La devise des représentants du service chargé de cette réinsertion pourrait être "We pay everything!", "Nous payons tout!", tant elle est répétée à chaque étape du processus, rappelant irrésistiblement le promoteur de l’île aux dinosaures dans les films de Spielberg, qui répète sans cesse "   j’ai dépensé sans compter ! ".

Un autre service a en charge l'aide au logement : il se porte caution pour les vétérans qui souscrivent un emprunt d'accession à la propriété. Il donne des conseils en cas de difficultés de paiement, voire prend en charge les échéances. De plus, les vétérans sont dispensés d'apport personnel

Un peuple qui honore ses soldats

Les soldats des Etats-Unis sont considérés et pris en charge par leur nation, un peu comme les Légionnaires de Rome. Un soldat honoré fait-il un bon soldat ? En tout cas, les personnels de ce département semblent animés de beaucoup de motivation, et même de patriotisme. Une prochaine délégation de Français croisera-t-elle les vétérans d’une guerre contre l’Irak ?

 

L’aide aux handicapés: " THE THREE I AND P "

Comme pour les vétérans, les chômeurs ou les familles, l'ambition des américains est de réinsérer socialement les handicapés, et surtout de les remettre au travail. Comme en France, cette mission est plutôt déléguée à des associations subventionnées, que mise en œuvre directement par les administrations.

La devise de l’ Institut YAI est celle des " 3 I and P " : Individualisation, Indépendance, Intégration et Productivité :

Individualisation, pour une prise en compte du profil de chaque jeune handicapé, indépendance, car la démarche n'est pas de mettre en avant l'incapacité, mais la capacité à faire, et à développer l'autonomie. L'intégration se fait par le travail, hors de toute ségrégation. Dans ce domaine comme dans d'autres, c'est le pragmatisme qui prévaut, et l'Institut met tout en oeuvre pour donner une formation et un travail aux handicapés. Les intéressés sont " coachés " aussi longtemps que nécessaire.

L'Institut propose également des établissements de soins réservés aux handicapés, financés par Medicare et Medicaid, comme les établissements à prix de journée sont financés en France par l'Assurance maladie.
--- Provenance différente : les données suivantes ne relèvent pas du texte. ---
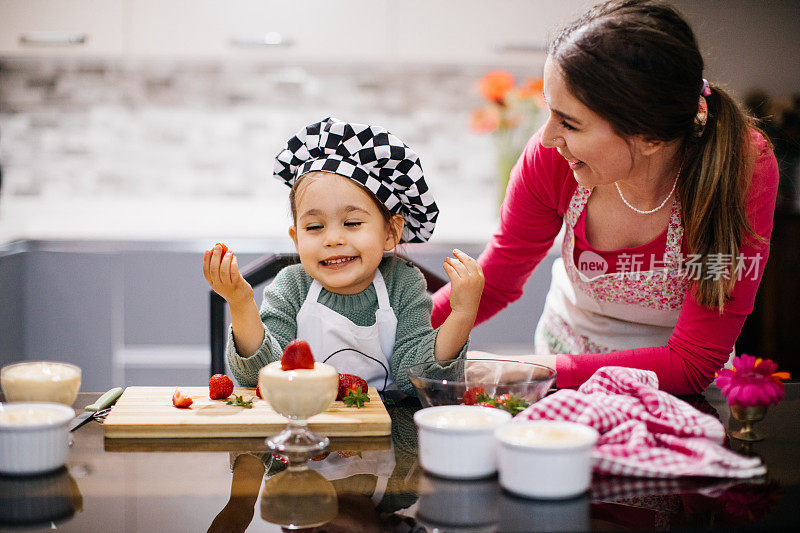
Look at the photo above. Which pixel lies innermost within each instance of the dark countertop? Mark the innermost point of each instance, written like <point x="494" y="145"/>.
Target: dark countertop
<point x="224" y="485"/>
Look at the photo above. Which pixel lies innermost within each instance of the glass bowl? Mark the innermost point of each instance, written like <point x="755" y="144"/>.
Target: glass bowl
<point x="445" y="384"/>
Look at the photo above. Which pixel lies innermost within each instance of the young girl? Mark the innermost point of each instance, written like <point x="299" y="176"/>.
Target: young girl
<point x="356" y="192"/>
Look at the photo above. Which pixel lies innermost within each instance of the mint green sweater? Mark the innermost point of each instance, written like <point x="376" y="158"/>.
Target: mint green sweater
<point x="414" y="339"/>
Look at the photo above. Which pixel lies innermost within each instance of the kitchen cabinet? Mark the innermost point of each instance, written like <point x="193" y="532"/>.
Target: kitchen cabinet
<point x="62" y="27"/>
<point x="502" y="32"/>
<point x="258" y="29"/>
<point x="476" y="31"/>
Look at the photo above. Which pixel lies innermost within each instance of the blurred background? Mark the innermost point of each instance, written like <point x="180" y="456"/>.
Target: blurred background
<point x="136" y="133"/>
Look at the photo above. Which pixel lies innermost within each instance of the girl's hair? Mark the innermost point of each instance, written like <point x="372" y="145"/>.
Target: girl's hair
<point x="637" y="65"/>
<point x="387" y="215"/>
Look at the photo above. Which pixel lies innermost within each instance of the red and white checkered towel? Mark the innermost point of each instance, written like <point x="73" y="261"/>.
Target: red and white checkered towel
<point x="644" y="432"/>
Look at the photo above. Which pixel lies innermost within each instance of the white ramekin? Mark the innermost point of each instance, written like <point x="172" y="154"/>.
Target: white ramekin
<point x="557" y="469"/>
<point x="458" y="452"/>
<point x="35" y="448"/>
<point x="41" y="381"/>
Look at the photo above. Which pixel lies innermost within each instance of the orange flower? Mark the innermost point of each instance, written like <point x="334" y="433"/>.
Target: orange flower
<point x="484" y="119"/>
<point x="494" y="86"/>
<point x="532" y="88"/>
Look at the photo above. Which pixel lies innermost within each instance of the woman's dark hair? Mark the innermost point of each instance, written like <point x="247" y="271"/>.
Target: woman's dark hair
<point x="637" y="65"/>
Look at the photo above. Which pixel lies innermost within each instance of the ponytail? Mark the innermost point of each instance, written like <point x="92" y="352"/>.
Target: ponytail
<point x="713" y="194"/>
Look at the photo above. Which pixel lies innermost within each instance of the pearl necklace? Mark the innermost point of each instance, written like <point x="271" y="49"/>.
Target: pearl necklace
<point x="649" y="211"/>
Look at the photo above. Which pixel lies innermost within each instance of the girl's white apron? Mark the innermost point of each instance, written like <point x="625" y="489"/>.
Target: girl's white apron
<point x="361" y="350"/>
<point x="616" y="311"/>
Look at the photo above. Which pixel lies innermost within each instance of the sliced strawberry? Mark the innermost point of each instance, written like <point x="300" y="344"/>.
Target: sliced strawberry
<point x="220" y="387"/>
<point x="181" y="400"/>
<point x="502" y="399"/>
<point x="471" y="396"/>
<point x="355" y="397"/>
<point x="344" y="454"/>
<point x="297" y="355"/>
<point x="349" y="382"/>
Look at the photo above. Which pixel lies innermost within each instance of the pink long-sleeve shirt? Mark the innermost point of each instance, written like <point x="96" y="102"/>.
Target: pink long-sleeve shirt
<point x="538" y="195"/>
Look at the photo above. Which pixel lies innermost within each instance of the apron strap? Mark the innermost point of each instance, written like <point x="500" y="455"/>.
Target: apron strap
<point x="380" y="290"/>
<point x="313" y="292"/>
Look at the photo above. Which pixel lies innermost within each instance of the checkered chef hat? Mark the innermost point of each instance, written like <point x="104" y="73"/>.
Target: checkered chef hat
<point x="372" y="157"/>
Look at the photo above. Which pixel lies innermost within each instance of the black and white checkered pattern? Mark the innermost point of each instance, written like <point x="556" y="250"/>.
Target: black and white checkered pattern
<point x="372" y="157"/>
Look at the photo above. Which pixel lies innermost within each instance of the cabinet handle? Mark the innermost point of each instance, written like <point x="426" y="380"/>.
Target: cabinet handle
<point x="52" y="38"/>
<point x="268" y="39"/>
<point x="510" y="47"/>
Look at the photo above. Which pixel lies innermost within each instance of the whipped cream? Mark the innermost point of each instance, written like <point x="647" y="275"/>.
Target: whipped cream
<point x="41" y="381"/>
<point x="301" y="393"/>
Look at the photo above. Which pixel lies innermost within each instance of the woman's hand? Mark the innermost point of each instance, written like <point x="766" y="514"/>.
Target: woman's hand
<point x="466" y="280"/>
<point x="222" y="273"/>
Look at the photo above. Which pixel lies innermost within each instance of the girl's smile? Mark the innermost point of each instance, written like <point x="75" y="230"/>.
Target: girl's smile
<point x="340" y="233"/>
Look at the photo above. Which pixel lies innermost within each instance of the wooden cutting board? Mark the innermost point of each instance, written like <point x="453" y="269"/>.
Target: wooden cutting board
<point x="147" y="412"/>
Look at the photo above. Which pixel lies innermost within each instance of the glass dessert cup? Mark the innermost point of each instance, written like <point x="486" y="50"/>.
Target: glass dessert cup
<point x="298" y="395"/>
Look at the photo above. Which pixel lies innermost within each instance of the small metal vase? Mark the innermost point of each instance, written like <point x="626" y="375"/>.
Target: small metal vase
<point x="748" y="416"/>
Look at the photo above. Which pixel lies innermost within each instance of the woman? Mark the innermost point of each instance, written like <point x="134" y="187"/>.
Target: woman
<point x="666" y="191"/>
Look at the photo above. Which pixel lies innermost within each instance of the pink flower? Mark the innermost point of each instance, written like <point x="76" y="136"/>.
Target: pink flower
<point x="752" y="381"/>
Les Institutions qui prennent en charge les handicapés sont, comme en France nos associations, des "Non profit organisation", c'est à dire à but non lucratif. Le financement provient à 99% de fonds fédéraux, et de quelques participations privées. L'Etat Fédéral est censé surveiller de près l'usage des fonds avec les services de Sécurité sociale. Comme cela arrive souvent, le train de vie des Instituts en question semble supérieur à celui des administrations qui payent. Les documents qui vantent l’action des Institutions sont très conventionnels, avec beaucoup de sourires et de remerciements de jeunes handicapés ainsi que le portrait répété des responsables. Cela met parfois mal à l’aise, et rappelle le dénommé Crozemarie, président d’une association de lutte contre le cancer en France, dont le portrait ornait toute la France avec la mention " donnez ", avant que l’intéressé ne soit jugé et incarcéré pour détournement de dons. La personnalisation est toujours un peu suspecte, mais cela est sans doute différent aux USA puisque la photo des dirigeants disséminés dans les rapports d’activité et les prospectus des sociétés est ici une tradition. Enfin, en matière de communication plus que convenue, nous avons aussi notre lot concernant les personnes âgées et la famille, dont l’illustration la plus courante n’est faite que de petits vieux ravis et de maternités idéalisées, le tout entouré des airs faussement attendris et benêts de mannequins adultes recrutés pour la blancheur de leur sourire Ultra brite. Bref, des deux côtés de l’Atlantique, on est assez bon en matière de pub extasiée et dégoulinante de bons sentiments.

Au delà de ces points communs, la gestion ressemble à celle des associations françaises, mais avec un état d'esprit américain, peu tourné vers la revendication permanente, et au contraire axée essentiellement vers les résultats obtenus en matière de réintégration sociale et professionnelle.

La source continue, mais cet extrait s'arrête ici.